THE GAA year never ends.
Other sports have downtime or periods of the year when things slow down but the Gaelic games calendar is relentless as it moves seamlessly from pre-season between National Leagues, club leagues, county championship to this time of the year when the club championships come to the fore.
The club championship is a real jewel in the GAA crown.
At all levels it regularly demonstrates all that is good about the GAA. The intercounty game is undoubtedly where the money and profile are, but nothing can generate the passion and sense of community pride that shines through in the club championships.
At this time of the year every Monday the media report on county championship winners and elevate new heroes who will forever be remembered in their hometowns and villages for their heroics in securing a county title. Inevitably these heroes speak of their love of the club and the importance of the GAA in their communities.
I have often said we don’t give ourselves nearly enough credit for the impact of our games and the incredible benefits of being part of something that is so important to the health and well being of the community.
To coin a phrase “sure where else would you get it?”
You look at characters like Ronan Sheehan. Now I don’t know Ronan personally but have come to the conclusion that there must be two of him. Last week he reached the dizzy heights of the Gaelic Life Team of the Week as goalkeeper following his performance for his club Newry Shamrocks in the Ulster Junior Hurling Championship.
I am not sure what age Ronan is but suffice to say he wouldn’t need ID in an off license.
So, to still be playing at any level is an achievement in itself. But that’s only the start of it, Ronan is actually the player-manager of his club and the current manager of the Down senior hurlers.
I am sure he also drives the bus and cuts the grass. It is clear that hurling is a huge part of his life and his beloved club have now reached the Ulster final following their defeat of Gort Na Mona at the weekend.
Newry wouldn’t be considered a hurling stronghold, but it is easy to be passionate about the game in Kilkenny or Tipperary, true passion is at clubs like Newry who are surviving because of Ronan and other like-minded individuals transferring their passion and enthusiasm for the game to those around them.
I watched last week as Danny Heavron of Magherafelt, after his club’s success in the Derry football final, talked about praying to his mammy to get them over the line in a tense finale.
He talked eloquently about the importance of the club in his life and that of his community. I don’t think you hear that honesty and emotion in other sports or indeed in the intercounty game.

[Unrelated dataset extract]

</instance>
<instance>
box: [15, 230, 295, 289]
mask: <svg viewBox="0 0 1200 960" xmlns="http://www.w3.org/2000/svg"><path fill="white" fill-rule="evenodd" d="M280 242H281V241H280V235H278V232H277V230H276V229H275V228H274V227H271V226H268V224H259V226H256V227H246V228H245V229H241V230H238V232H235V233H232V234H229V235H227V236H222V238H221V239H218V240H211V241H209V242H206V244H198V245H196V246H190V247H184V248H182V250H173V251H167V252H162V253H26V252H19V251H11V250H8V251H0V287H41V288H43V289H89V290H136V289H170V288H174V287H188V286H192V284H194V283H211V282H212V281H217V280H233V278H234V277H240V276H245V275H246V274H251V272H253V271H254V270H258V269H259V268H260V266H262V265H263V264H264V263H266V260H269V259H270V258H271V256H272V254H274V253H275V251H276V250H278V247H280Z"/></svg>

The club game is unique in that respect.
I spoke of my own club’s championship success in this column four weeks ago and watched back as my nephew Nigel, dropped the F bomb on live television when being interviewed after the game by TG4. Nigel was just caught up in the emotion of the occasion, but no sane person could have been offended by it as it was another great example of how the love of the club brings out emotions that in Irish society we
don’t always see.
The Kilkenny great Tommy Walsh has won everything in the game, All- Stars, Player of the Year awards, multiple All-Irelands but to hear him speak after his club Tullaroan won the Kilkenny Intermediate Championship at the weekend after many years of failure you could be forgiven for thinking he had been starved of success in his career. But this was different, it was his club and, in his words, “this was for the
Tullaroan people” his voice breaking with the emotion of it all. I guarantee this meant more to him than his numerous Celtic Crosses.
Another Kilkenny great Henry Shefflin spoke with great passion after reigning AllIreland champions Ballyhale Shamrocks retained their county title. Their victory was all the more remarkable following the tragic death of panellist Eugene Aylward four weeks previously.
As clubs and communities, we will all have experienced similar tragedy and inevitably it will be the club that rallies to provide support in such difficult times.
Shefflin said he hoped the victory would bring some “lightness” back to the tightknit community, demonstrating once again that when times are tough the GAA through the club can be a great release.
Next Monday there will be new stories and new heroes as clubs enter provincial competition. For many whatever happens from here on is bonus territory, they are already heroes having achieved county title success.
However, Dunloy and Slaughtneil, St Enda’s and Eoghan Ruadh, Dungannon, Newry Shamrocks and Eoghan Rua, Coleraine who will contest the Senior, Intermediate and Junior Ulster hurling finals respectively, will be wanting more.
Winning and success can be addictive, and the opportunity for further silverware presents players and management with another chance to write their names in community folklore.
The club game, “sure where else would you get it!!”